Carissimi genitori,
mesi fa ho scoperto quanto sia bello e divertente parlare ai ragazzini. Non che prima non lo facessi, solo che intendo “parlare di cose serie” ma con il loro linguaggio. Tutto è nato da Luigi Garlando, un giornalista della Gazzetta dello Sport che, tra le altre cose, ha scritto “Per questo mi chiamo Giovanni”.
Il bravissimo Luigi ha avuto il coraggio di parlare di mafia usando il linguaggio dei più piccoli: è partito dalla quotidianità della scuola e, passando dalle tante cose che i ragazzini fanno tutti i giorni, è arrivato al sacrificio di Giovanni Falcone per la sua terra.
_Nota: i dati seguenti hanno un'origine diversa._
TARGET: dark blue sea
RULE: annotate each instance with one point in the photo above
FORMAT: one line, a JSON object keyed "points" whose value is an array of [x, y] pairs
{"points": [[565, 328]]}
Io non ho fatto altro che riportare ai più giovani l’esperienza raccontata in questo libro. E l’ho fatto usando un carciofo per rendere bene l’idea di cosa sia Cosa Nostra, l’ho fatto sciogliendo un’aspirina in un bicchiere d’acqua per far capire cosa successe al piccolo Giuseppe Di Matteo, l’ho fatto dimostrando quanto i “mafiosi” sono così vicini a noi.
La loro prima reazione è stata quella di andarsi a leggere il libro. Il problema arriva dopo. La vostra reazione.
Carissimi genitori, la nostra società oggi è stereotipata: televisione, giornali e radio pensano per noi; i videogiochi ci permettono persino di non pensare; la messa la domenica mattina ci apre le porte del paradiso. Un ragazzino può ricevere un impulso positivo, ma la realtà che lo circonda ben presto lo trascina via nell’abulia generale. Allora dovremmo essere noi genitori ad alimentare quegli impulsi.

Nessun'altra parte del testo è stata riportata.